Gibbs v. Shaw

By the Court,

PAINE, J.

Without passing upon any of the other objections to the validity of the sale of real estate by the first administrator, Wells, we think that sale must be held void because the record fails to disclose any notice to the heirs at law of the time and place of hearing the application. The statute required such notice to be given before any such application should be heard. Statutes of 1839, p. 317, sec. 29.

The record offered to sustain that sale contains no proof whatever that any notice was given. The only thing upon which it could be assumed is a fragment of a recital, in the order granting the license, to the effect that it appeared to the judge that the notice had been “ published in the Wisconsin Enquirer,” but leaving'blanks at all the places where the facts should have been specified showing such publication to have been according to the statute. And without determining whether a complete recital of all the facts necessary to show a proper notice, in an order granting a license by a probate judge, would be sufficient to sustain the proceedings, in the absence of any other proof of notice in the record, it seems clear that such a recital as this cannot be so, it being evidently incomplete on its face, and failing to show or even recite the necessary facts.

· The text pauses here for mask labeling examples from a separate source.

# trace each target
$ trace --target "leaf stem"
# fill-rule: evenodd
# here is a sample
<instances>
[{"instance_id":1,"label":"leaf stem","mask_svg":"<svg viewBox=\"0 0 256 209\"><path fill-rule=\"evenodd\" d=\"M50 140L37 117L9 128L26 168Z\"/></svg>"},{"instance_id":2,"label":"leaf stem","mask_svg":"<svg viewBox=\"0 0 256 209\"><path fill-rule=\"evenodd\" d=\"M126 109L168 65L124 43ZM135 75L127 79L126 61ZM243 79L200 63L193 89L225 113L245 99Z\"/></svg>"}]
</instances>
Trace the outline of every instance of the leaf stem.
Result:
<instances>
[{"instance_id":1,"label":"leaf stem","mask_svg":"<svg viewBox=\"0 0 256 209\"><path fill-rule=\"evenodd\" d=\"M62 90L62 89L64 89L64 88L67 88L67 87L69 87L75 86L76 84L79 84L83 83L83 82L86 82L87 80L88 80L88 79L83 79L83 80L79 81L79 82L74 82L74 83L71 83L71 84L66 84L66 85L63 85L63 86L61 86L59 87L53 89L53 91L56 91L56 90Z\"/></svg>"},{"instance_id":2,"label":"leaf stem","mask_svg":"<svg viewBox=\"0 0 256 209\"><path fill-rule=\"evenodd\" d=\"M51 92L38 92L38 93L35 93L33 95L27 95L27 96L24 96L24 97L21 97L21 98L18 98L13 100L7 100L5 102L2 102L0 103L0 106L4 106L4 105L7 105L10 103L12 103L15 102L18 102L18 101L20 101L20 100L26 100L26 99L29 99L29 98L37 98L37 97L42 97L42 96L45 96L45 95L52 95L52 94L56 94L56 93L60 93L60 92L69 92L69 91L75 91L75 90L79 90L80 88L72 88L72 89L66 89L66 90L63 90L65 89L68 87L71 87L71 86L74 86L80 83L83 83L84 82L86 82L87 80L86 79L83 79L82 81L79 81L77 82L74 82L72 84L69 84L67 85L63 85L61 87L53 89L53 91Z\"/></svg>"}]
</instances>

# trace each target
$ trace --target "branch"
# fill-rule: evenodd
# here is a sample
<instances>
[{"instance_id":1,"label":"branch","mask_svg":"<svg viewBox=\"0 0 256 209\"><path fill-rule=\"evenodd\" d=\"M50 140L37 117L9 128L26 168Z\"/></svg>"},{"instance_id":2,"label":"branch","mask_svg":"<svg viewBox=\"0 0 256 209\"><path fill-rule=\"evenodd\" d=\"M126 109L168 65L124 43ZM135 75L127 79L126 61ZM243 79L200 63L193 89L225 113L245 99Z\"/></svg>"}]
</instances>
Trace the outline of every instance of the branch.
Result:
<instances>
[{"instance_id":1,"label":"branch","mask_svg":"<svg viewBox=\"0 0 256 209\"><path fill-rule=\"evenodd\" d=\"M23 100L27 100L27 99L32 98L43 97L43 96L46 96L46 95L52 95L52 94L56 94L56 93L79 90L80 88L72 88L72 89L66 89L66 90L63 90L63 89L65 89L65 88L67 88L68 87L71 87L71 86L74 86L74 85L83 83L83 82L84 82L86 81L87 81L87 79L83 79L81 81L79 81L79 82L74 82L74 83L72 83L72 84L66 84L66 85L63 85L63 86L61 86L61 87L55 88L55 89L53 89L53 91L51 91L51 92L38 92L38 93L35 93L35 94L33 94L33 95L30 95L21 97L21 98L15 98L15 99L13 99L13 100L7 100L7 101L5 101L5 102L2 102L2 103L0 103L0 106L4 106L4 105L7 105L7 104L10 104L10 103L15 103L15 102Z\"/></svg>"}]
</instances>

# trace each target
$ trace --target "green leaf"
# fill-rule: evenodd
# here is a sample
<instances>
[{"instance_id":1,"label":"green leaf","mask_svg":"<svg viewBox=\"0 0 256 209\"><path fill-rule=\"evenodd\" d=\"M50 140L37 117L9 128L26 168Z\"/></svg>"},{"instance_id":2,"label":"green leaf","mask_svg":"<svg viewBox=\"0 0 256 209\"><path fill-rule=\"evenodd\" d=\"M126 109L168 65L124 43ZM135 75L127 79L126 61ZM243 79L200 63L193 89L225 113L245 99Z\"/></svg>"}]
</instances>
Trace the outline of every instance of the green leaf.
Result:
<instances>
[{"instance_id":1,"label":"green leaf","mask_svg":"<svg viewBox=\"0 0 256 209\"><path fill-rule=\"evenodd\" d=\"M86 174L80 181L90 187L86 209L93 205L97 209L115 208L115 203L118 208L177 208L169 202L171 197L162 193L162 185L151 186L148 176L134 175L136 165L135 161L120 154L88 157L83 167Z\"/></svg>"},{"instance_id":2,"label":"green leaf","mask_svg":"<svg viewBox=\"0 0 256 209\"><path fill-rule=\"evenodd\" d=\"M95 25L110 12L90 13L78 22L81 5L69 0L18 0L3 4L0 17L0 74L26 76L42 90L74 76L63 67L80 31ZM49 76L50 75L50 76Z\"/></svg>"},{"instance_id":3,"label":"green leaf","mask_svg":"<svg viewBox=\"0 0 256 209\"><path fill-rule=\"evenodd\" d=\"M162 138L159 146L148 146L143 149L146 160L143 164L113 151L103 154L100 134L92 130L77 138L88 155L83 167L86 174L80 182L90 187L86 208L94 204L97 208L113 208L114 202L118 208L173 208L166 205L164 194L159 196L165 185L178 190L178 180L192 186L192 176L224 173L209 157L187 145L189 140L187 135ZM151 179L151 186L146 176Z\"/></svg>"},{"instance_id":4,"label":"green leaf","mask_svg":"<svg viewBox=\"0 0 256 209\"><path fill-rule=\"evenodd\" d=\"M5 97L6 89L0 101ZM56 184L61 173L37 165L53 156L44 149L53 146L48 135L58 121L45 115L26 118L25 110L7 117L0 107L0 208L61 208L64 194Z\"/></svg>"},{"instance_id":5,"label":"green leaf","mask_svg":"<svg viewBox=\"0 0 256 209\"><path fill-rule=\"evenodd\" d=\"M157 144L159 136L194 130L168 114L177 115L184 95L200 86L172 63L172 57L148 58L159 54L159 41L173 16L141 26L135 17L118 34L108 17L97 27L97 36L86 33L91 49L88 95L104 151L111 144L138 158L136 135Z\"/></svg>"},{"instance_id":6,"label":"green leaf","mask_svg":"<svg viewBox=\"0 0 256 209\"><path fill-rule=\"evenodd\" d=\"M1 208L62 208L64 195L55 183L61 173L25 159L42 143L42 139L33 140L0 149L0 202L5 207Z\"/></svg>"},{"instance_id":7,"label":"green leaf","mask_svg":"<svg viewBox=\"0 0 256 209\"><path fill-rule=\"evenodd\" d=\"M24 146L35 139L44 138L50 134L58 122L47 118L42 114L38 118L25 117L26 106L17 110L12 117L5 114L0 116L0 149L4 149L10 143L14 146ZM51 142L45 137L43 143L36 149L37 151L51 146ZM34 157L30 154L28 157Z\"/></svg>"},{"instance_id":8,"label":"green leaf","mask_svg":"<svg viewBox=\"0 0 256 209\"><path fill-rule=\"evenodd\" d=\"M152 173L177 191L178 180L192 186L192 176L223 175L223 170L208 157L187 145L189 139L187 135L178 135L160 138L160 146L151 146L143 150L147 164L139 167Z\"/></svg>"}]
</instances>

The question then is, whether an administrator’s sale under a license from the probate court can be sustained, where the record fails to show notice to the heirs at law as required by *202the statute ? And we are of the opinion that it cannot be. There may be some cases where it is intimated that such notice is hot jurisdictional. But we regard the opposite doctrine as established by the weight of authority and resting upon the soundest principles, and that it is also established that the records of probate courts must show jurisdiction in order to sustain their proceedings. See the cases cited where this question is alluded to, in the case of Stark et al. vs. Brown, 12 Wis., 582. See also Dakin vs. Hudson, 6 Cowen, 221; Corwin vs. Merritt, 3 Barb., 341.

The judgment is affirmed, with costs.